The HUGO BOSS Supplier Code of Conduct forms the basis of cooperation with suppliers. Social standards are an important framework for partners, especially in countries where national legislation does not adequately protect workers.
The HUGO BOSS Supplier Code of Conduct is based on internationally recognized standards such as the Core Conventions of the International Labour Organization (ILO) and the United Nations Universal Declaration of Human Rights. Among other things, it prohibits child and forced labor and prescribes decent working conditions and adequate wages. The Supplier Code of Conduct also guarantees the right to freedom of association and collective bargaining. In addition, it contains provisions on environmental standards to be observed. The Supplier Code of Conduct is reviewed regularly to ensure that it is up to date. In this process, feedback from various stakeholders is taken into account.

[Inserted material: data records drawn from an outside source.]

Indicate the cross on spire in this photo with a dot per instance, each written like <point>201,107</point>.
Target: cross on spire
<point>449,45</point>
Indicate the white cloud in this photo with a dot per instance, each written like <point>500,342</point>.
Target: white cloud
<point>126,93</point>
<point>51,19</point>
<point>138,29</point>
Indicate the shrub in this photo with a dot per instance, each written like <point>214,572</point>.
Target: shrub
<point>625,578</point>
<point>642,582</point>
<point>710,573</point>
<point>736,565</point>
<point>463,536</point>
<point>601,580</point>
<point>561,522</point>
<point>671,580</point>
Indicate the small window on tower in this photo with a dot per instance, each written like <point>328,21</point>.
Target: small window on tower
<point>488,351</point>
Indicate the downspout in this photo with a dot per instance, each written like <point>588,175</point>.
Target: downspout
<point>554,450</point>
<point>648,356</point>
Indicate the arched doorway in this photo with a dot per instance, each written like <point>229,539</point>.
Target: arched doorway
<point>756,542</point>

An important instrument for fulfilling our due diligence obligations along the supply chain is our Supply Chain Sustainability (SCS) program, which is based on the key elements of the Supplier Code of Conduct. With its three modules ‘Social Compliance Management’, ‘Environmental Management and "’Governance’, it combines environmental and social topics and is currently aimed at all our direct finished goods and fabric and trimming suppliers. In this way, HUGO BOSS has established a binding framework for fair working conditions and human rights in its supply chain. For example, child and forced labor are to be excluded. Guidance on processes to prevent child and forced labor, for example, is explicitly set out in our Child Labor Policy. The Environmental Management module focuses on measures to limit climate change, protect water and soil, and prevent air pollution. The goal of the Governance module is to provide suppliers with tools that enable them to take on increasing responsibility for their own supply chain in accordance with the regulations in the Supplier Code of Conduct, while reducing their own environmental and social supply chain risks.

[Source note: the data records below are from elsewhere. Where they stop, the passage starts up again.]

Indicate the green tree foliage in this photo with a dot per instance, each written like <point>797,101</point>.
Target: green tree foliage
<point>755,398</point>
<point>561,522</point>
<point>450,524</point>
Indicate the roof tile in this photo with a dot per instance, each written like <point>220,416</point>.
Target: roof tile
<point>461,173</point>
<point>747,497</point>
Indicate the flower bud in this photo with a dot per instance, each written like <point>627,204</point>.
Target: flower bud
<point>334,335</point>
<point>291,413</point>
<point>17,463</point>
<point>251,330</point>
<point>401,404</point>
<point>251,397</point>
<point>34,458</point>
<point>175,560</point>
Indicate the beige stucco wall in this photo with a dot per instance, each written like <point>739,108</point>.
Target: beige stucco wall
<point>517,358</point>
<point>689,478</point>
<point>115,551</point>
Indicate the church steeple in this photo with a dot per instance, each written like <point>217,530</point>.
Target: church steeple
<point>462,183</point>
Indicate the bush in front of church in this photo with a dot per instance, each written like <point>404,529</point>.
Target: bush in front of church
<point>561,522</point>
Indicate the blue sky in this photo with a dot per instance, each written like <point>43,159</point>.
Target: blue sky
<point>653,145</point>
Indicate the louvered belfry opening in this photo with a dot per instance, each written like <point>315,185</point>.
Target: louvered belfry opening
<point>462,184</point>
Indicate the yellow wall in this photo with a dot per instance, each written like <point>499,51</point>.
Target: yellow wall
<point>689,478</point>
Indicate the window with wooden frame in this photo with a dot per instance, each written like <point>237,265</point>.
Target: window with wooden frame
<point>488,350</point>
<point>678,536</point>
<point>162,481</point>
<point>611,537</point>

Only those suppliers who pass the three-stage selection process are included in the supplier portfolio. In addition to formal recognition of the Supplier Code of Conduct, this includes the submission of valid certificates or, if these documents are not sufficient, the submission of a self-assessment questionnaire (SAQ). Depending on the results, the supplier may also be audited before entering into an active business relationship. The company uses SAQs in particular to verify compliance with the social standards specified by HUGO BOSS for fabric and trimmings suppliers before the start of the partnership. A check of whether new partners meet the standards specified by HUGO BOSS is not only carried out when they are selected. As part of our Social Compliance Check, a social compliance audit is carried out between one and twelve months after the start of the business relationship, depending on the country risk. The social compliance audits are repeated regularly over the course of the business relationship – partially announced, unannounced or in form of self-assessments. Each audit is followed by an extensive report. Detailed information about the requirements, along with training courses, help the suppliers comply with the standards. If a supplier been classified in one of the two best result categories in three consecutive audits, a Remote Risk Assessment, implemented in the form of a questionnaire, can replace the next scheduled audit.
Support for improvements
If violations of the Supplier Code of Conduct are discovered, corrective action plans are developed together with the supplier to rectify the situation. Their implementation is reviewed and documented in defined audit cycles (see our supplier factsheet for more information). If no improvement has been made, HUGO BOSS will ultimately end the partnership with the supplier as a last resort.
Ending business relationships with suppliers
At HUGO BOSS, we place great value on long-term partnerships. Nevertheless, in exceptional cases and for various reasons, it may happen that a business relationship with a supplier has to be terminated. In this case, it is important for us to proceed in a responsible manner. The supplier should have sufficient time to build up a new customer base. To this end, order volumes are reduced over time so that the supplier can gradually acquire orders from other customers that will fully utilize their capacity. For a detailed overview of possible reasons for terminating a business relationship and the factors to be considered, see our factsheet on responsible exit.